Foto: Francesca Parenti per gentile concessione Ufficio Stampa CSAC Parma
Simona Severini Delicato Solo
Parma, CSAC – 16.5.2018
Simona Severini: voce, chitarra
È bene, prima di addentrarsi nel racconto della serata, raccontare l’ambiente in cui si è svolta.
L’Abbazia Cistercense di Valserena è una grande costruzione gotica (1298) situata alla periferia di Parma. È la famosa Certosa del romanzo di Stendhal. Oggi ospita il centro studi e archivio della comunicazione dell’Università di Parma. È quindi, in ogni senso un luogo di memorie. Ospita uno straordinario museo con una collezione sterminata d’oggetti d’arte contemporanea, foto, progetti, grafica.
La Severini si è esibita nell’abside della vasta chiesa. Alle sue spalle un grande, grottesco, murales, Alla sua destra un pannello di manifesti politici degli anni ’70. L’imponente architettura dell’edificio religioso è ovviamente ricca di suoni, di riverberi che l’artista ha saputo perfettamente usare durante il suo percorso musicale. L’ambiente, quest’ambiente evocativo di una strana dimensione temporale in cui convivono passato e contemporaneità, è stato un elemento importante della sua musica, insieme alla sua voce e alla sua chitarra. La proposta della vocalist milanese, d’altronde, è ricca di echi, di stratificazioni. Il suo repertorio è vasto e variegato: riletture monteverdiane e di Gabriel Fauré, di Lucio Dalla, pezzi di propria composizione, canzoni francese e, ovviamente jazz. Non a caso il suo mentore è stato Giorgio Gaslini, gran teorico della musica totale.

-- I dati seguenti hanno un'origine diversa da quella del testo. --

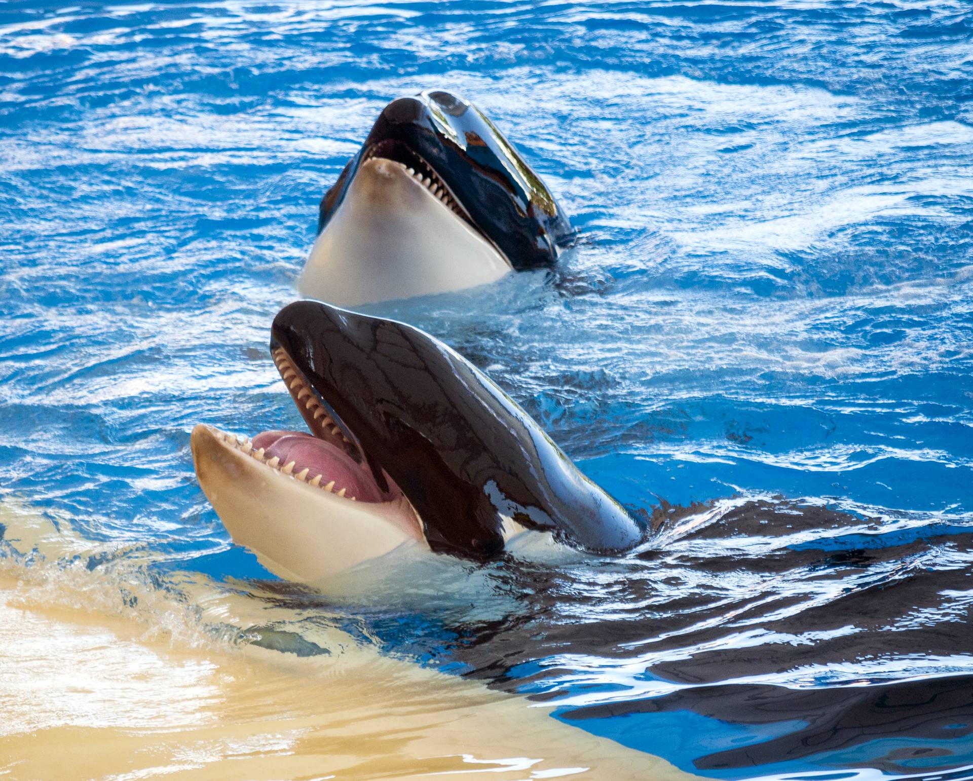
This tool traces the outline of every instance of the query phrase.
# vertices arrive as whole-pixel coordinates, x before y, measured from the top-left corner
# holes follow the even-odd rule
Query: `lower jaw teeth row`
[[[357,501],[356,497],[354,496],[347,496],[347,497],[344,496],[345,491],[347,491],[347,488],[342,488],[340,491],[336,491],[334,480],[325,485],[322,485],[321,484],[321,479],[323,477],[322,475],[318,475],[317,477],[312,478],[311,479],[307,479],[307,472],[309,471],[307,467],[305,467],[297,474],[294,474],[294,464],[296,462],[288,461],[283,466],[280,466],[279,456],[275,455],[273,456],[273,458],[265,459],[264,448],[261,447],[259,450],[254,450],[253,443],[250,441],[249,437],[244,438],[243,442],[241,443],[236,437],[233,436],[232,434],[223,434],[223,441],[228,444],[234,445],[237,450],[240,450],[245,455],[249,455],[251,458],[256,458],[258,461],[260,461],[260,463],[266,464],[267,466],[277,470],[277,472],[282,472],[284,475],[288,475],[289,477],[294,478],[294,479],[301,480],[301,482],[306,482],[308,485],[313,485],[315,488],[320,488],[321,490],[327,491],[328,493],[335,493],[337,496],[342,496],[350,499],[352,502]]]

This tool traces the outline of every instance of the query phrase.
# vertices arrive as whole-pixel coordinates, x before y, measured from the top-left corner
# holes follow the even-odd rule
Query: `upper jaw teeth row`
[[[402,163],[399,163],[402,165]],[[431,176],[423,176],[421,173],[417,172],[414,168],[410,168],[409,166],[403,166],[409,175],[413,177],[416,182],[422,185],[426,190],[432,193],[436,197],[438,197],[443,203],[450,209],[454,211],[456,214],[460,214],[459,207],[456,206],[455,201],[450,196],[446,188],[439,182],[434,182]]]
[[[283,347],[277,347],[273,351],[273,363],[277,365],[277,371],[280,373],[280,376],[284,378],[284,384],[287,385],[288,390],[290,390],[291,395],[294,396],[295,401],[298,404],[304,404],[305,409],[314,410],[314,420],[318,421],[321,426],[321,430],[332,434],[334,436],[341,436],[341,438],[346,442],[350,443],[347,437],[342,434],[342,429],[337,423],[331,418],[331,416],[324,410],[321,407],[321,403],[317,400],[317,397],[311,393],[310,388],[308,388],[302,381],[298,371],[294,368],[294,364],[287,357],[287,353]],[[295,393],[295,391],[297,391]]]
[[[338,496],[342,497],[344,497],[344,494],[347,491],[347,488],[342,488],[341,490],[336,491],[334,480],[331,480],[331,482],[322,485],[321,484],[321,479],[323,477],[322,475],[318,475],[317,477],[312,478],[311,479],[307,479],[307,473],[310,470],[308,470],[307,467],[305,467],[300,472],[297,473],[294,472],[294,464],[295,464],[294,461],[288,461],[286,464],[281,464],[279,456],[275,455],[273,456],[273,458],[265,458],[264,456],[265,448],[261,447],[257,450],[253,449],[253,443],[250,441],[249,437],[244,437],[243,440],[240,441],[239,437],[237,437],[234,434],[226,434],[221,431],[219,432],[219,435],[223,440],[223,442],[225,442],[227,444],[232,444],[234,447],[242,452],[244,455],[249,455],[252,458],[256,458],[258,461],[260,461],[260,463],[266,464],[271,469],[277,470],[277,472],[282,472],[284,475],[288,475],[294,478],[294,479],[301,480],[301,482],[306,482],[308,485],[313,485],[315,488],[321,488],[322,490],[325,490],[328,493],[334,492]],[[344,498],[350,499],[352,502],[356,500],[356,497],[354,496],[347,496]]]

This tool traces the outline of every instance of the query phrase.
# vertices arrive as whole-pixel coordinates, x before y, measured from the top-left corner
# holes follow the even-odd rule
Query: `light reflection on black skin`
[[[574,240],[567,215],[499,129],[476,106],[443,90],[400,97],[384,108],[359,153],[321,199],[318,232],[375,149],[415,170],[431,165],[474,228],[517,270],[550,266]]]
[[[503,550],[503,516],[587,550],[634,548],[641,530],[485,374],[417,329],[318,302],[272,328],[321,400],[412,502],[434,550]]]
[[[700,508],[668,510],[656,515],[662,531]],[[785,521],[788,533],[807,532],[811,541],[741,552],[745,540],[783,536]],[[631,719],[681,712],[758,731],[777,727],[763,742],[739,748],[707,750],[701,740],[694,765],[705,774],[752,768],[759,775],[762,765],[819,761],[826,763],[822,769],[837,763],[931,775],[971,763],[973,676],[896,681],[868,672],[883,659],[968,653],[965,610],[947,604],[949,594],[970,588],[968,530],[856,548],[863,525],[858,516],[817,506],[749,501],[670,550],[606,561],[607,569],[624,573],[620,587],[579,587],[579,581],[590,586],[595,576],[577,568],[508,566],[495,577],[504,588],[520,590],[523,614],[454,626],[451,657],[469,665],[469,677],[510,692],[527,687],[540,692],[532,698],[544,701],[583,690],[567,683],[580,672],[565,661],[570,655],[603,659],[606,668],[641,657],[651,679],[678,685],[658,696],[614,692],[610,703],[566,708],[562,718],[579,726],[628,716],[631,731]],[[819,533],[845,527],[848,547],[831,550],[833,541]],[[753,630],[764,638],[741,639]],[[526,677],[517,669],[552,657],[563,663]],[[857,668],[861,675],[845,685],[814,682],[827,665]],[[788,672],[791,686],[759,680]],[[793,687],[795,678],[804,679],[802,688]],[[644,739],[651,751],[650,738]]]

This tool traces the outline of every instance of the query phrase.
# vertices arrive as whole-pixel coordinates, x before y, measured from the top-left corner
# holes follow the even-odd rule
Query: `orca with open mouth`
[[[193,431],[234,542],[313,583],[408,543],[487,560],[526,531],[591,552],[637,545],[629,513],[486,374],[428,334],[326,303],[285,306],[270,352],[309,429]]]
[[[298,290],[341,306],[549,266],[575,235],[496,126],[436,90],[385,107],[321,199],[317,230]]]

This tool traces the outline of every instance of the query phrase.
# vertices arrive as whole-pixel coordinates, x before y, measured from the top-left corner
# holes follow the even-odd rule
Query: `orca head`
[[[428,334],[302,301],[274,318],[270,352],[309,433],[241,441],[200,425],[193,452],[233,539],[272,571],[314,581],[407,542],[486,560],[527,530],[596,552],[639,541],[526,412]]]
[[[302,294],[341,305],[457,290],[553,264],[574,238],[540,177],[472,103],[389,103],[321,199]]]

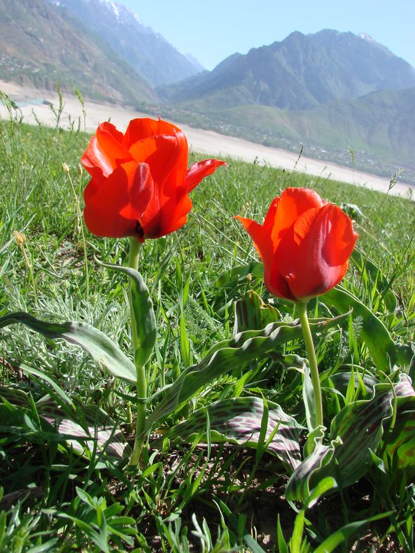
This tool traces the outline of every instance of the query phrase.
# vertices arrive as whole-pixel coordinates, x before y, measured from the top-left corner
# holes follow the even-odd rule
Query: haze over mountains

Dal punto di vista di un frequentatore di cose jazzistiche, il suo approccio al canto, tutto emozionale, una sorta di algido fuoco, ricorda in qualche maniera Norma Winstone e anche Helen Merrill (Da ascoltare, in proposito, il disco inciso recentemente con Alessandro Galati). Ma si tratta, ovviamente, di mere suggestioni. Fra l’altro la Severini, nella serata che stiamo raccontando, non si è mai cimentata in un vero e proprio repertorio jazzistico.
Il concerto ha presentato momenti notevoli, soprattutto quando la performer ha evocato, con grande libertà e freschezza d’interpretazione, gli spiriti monteverdiani. Bellissimo anche il breve bis finale con la beatlesiana Blackbird. Fra l’altro la Severini ha dimostrato anche una certa abilità con la chitarra.
Una bella performance. Qualcuno ha parlato, fra il pubblico, di musica pop colta. Definizione non del tutto inesatta ma che non rende perfettamente lo spessore poetico creato dalla performer. Quando apparve il suo primo disco, nel 2011, qualcuno definì la voce della Severini come “voce di brezza marina”. Una locuzione perfetta per descrivere il gioco sonoro creato dalle volte e dagli archi dell’antica architettura gotica.